México, 5 Mar 2018 (AFP) - Ele comparecia às salas de aula com baratas vivas em uma disputa para saber quem conseguia pegar o maior inseto e sua escola foi cenário de seu primeiro curta-metragem sobre um monstro gelatinoso. Desde pequeno, o mundo de Guillermo del Toro foi cercado por seres fantásticos.

Antes do premiado cineasta, que com "A Forma da Água" venceu o Bafta, o Globo de Ouro e o Leão de Ouro de Veneza e agora o Oscar, existiu um adolescente que sabia que trabalharia com o cinema e que desde jovem, quase brincando, construiu sua carreira.

"Nos curtas que fazia desde adolescente com uma pequena câmera já se via sua imaginação, seu lado fantástico de interpretar a realidade", disse à AFP Anne Marie Meier, crítica de cinema suíça que conheceu Del Toro em uma oficina de roteiro quando o cineasta mexicano tinha 16 anos.

Tudo aconteceu na cidade de Guadalajara, onde Del Toro nasceu em 1964 e onde Meier dava aulas de alemão e oficinas de cinema. Ela ri ao recordar o jovem criativo.

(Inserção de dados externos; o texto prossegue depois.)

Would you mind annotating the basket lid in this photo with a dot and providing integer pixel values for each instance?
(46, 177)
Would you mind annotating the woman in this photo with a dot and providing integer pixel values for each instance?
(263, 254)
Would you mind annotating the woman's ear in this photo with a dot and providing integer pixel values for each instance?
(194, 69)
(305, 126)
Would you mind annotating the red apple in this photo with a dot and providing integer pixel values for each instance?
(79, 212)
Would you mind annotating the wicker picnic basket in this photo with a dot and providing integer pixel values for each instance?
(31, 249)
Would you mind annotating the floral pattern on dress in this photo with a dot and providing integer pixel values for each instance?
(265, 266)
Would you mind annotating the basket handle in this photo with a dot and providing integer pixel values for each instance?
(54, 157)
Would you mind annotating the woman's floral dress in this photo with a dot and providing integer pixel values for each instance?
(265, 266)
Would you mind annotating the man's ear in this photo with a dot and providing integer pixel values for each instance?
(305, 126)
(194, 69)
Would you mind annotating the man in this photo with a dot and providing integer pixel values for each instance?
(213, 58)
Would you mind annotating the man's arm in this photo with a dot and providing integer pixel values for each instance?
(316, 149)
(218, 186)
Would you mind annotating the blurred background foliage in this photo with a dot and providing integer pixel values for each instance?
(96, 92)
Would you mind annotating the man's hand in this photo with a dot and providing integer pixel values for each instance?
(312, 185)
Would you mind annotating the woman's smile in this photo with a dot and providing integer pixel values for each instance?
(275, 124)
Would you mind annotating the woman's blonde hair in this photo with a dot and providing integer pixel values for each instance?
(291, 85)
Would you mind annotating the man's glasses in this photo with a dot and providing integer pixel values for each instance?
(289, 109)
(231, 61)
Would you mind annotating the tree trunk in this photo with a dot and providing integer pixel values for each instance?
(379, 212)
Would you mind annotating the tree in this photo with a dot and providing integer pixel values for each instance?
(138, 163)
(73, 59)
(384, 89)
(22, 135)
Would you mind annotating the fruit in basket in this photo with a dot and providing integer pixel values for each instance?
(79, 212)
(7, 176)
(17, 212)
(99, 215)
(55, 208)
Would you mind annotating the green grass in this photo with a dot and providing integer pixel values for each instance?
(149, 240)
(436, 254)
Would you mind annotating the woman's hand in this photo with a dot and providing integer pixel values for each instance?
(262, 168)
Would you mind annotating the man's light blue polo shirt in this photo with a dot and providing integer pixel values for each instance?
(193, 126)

"Tinha muita paixão pelos insetos. Ele os colecionava, vivos, em caixinhas, e disputava com outros adolescentes para ver quem tinha a maior barata de Guadalajara. Às vezes chegava à aula dizendo que tinha uma de sete centímetros", relata.

- "Pesadelo"... 1 e 2 -Amigo desde a adolescência de Del Toro, o fotógrafo Mariano Aparicio foi cúmplice das primeiras aventuras cinematográficas. Rodaram juntos "Pesadelo", curta de terror que ganhou uma sequência um ano depois.

"Tínhamos 17 anos. Não havia câmeras de vídeo. Com uma super-8 decidimos fazer um filme para um festival cultural. É muito divertido, com um monstro gelatinoso que sai do banheiro e percorre a escola", conta Aparicio.

O roteiro era de Del Toro, mas o restante da produção foi compartilhado.

"Mandava os cartuchos para revelação nos Estados Unidos e era uma angústia. Esperava muito para poder assistir o resultado, editar com um cortador especial e colar com adesivo", explica.

O crítico de cinema Leonardo García Tsao conheceu Del Toro no início da carreira.

"A única coisa que queria era fazer cinema e se aproximou do cinema com oficinas, as únicas aulas que fez porque é basicamente autodidata", comenta.

Seu mundo já era fantástico em seu quarto de adolescência, recorda Aparicio. "Era decorado com aliens, personagens de ficção, monstros, Frankensteins. Tinha adesivos fluorescentes que estavam na moda".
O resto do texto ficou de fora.